日本動物福祉協会が新たに公開した動画。犬の首根っこをつかんでいる(同協会提供)

 福井県坂井市内の動物飼育施設で一時約400匹の犬や猫が過密状態で飼育、繁殖されていた問題で、「乱暴な扱い」と指摘されている給餌方法について、福井県幹部は13日の県議会予算決算特別委員会で「動物の取り扱いは難しい。首根っこを持つことがかえって動物にとって逆にいい部分があるのではないか」と述べた。

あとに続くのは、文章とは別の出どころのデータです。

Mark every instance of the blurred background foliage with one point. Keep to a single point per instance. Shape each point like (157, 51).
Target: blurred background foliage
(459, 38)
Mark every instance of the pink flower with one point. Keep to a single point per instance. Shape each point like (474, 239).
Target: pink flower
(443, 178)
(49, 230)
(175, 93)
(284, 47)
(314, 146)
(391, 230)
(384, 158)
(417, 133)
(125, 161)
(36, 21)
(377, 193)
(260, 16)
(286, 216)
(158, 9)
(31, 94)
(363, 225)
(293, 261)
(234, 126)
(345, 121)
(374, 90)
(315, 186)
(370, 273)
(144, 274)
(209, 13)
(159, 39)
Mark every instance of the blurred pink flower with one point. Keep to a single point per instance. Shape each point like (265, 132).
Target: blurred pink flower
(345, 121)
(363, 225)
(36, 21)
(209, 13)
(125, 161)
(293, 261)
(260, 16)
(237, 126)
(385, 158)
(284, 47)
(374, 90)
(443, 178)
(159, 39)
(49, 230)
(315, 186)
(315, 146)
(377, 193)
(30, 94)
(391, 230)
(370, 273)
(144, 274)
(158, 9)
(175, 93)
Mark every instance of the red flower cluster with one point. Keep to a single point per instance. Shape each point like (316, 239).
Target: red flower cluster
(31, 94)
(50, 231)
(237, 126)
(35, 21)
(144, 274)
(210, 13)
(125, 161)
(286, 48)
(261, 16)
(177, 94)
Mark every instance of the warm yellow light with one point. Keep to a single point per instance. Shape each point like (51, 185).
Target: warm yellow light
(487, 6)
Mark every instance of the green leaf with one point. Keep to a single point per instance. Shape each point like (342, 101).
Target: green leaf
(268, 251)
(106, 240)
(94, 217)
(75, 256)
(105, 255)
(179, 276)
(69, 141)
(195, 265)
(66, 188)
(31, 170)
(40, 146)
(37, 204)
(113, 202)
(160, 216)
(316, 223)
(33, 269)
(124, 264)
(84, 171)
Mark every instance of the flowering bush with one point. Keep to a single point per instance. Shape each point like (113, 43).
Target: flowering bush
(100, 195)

 西本恵一委員(公明党)の質問に対する答弁。西本委員は「(餌やりで)首根っこをつかんで放り投げて、ケージに出し入れして、ものすごい乱暴な扱い。誰がみても、『明らかに虐待だ』という人が多いと思う。丁寧(な飼育)と言えるのか」とただした。池田禎孝健康福祉部長は「抱きかかえる方が動物にとってストレスを感じるところがあるので、そういう部分で対応がいろいろされているのではないか」とした。

 西本委員は「おかしいと思う。厳格な指導で最終的には(第一種動物取扱業登録の)取り消しなども検討してほしい」と訴えた。

 問題の給餌方法の動画をホームページ(HP)上で公開している公益社団法人日本動物福祉協会は「成犬を首だけで持ち上げ、振り回す行為は、呼吸困難や頚椎(けいつい)損傷のリスクなど、犬に肉体的・精神的苦痛を与えることになる」としている。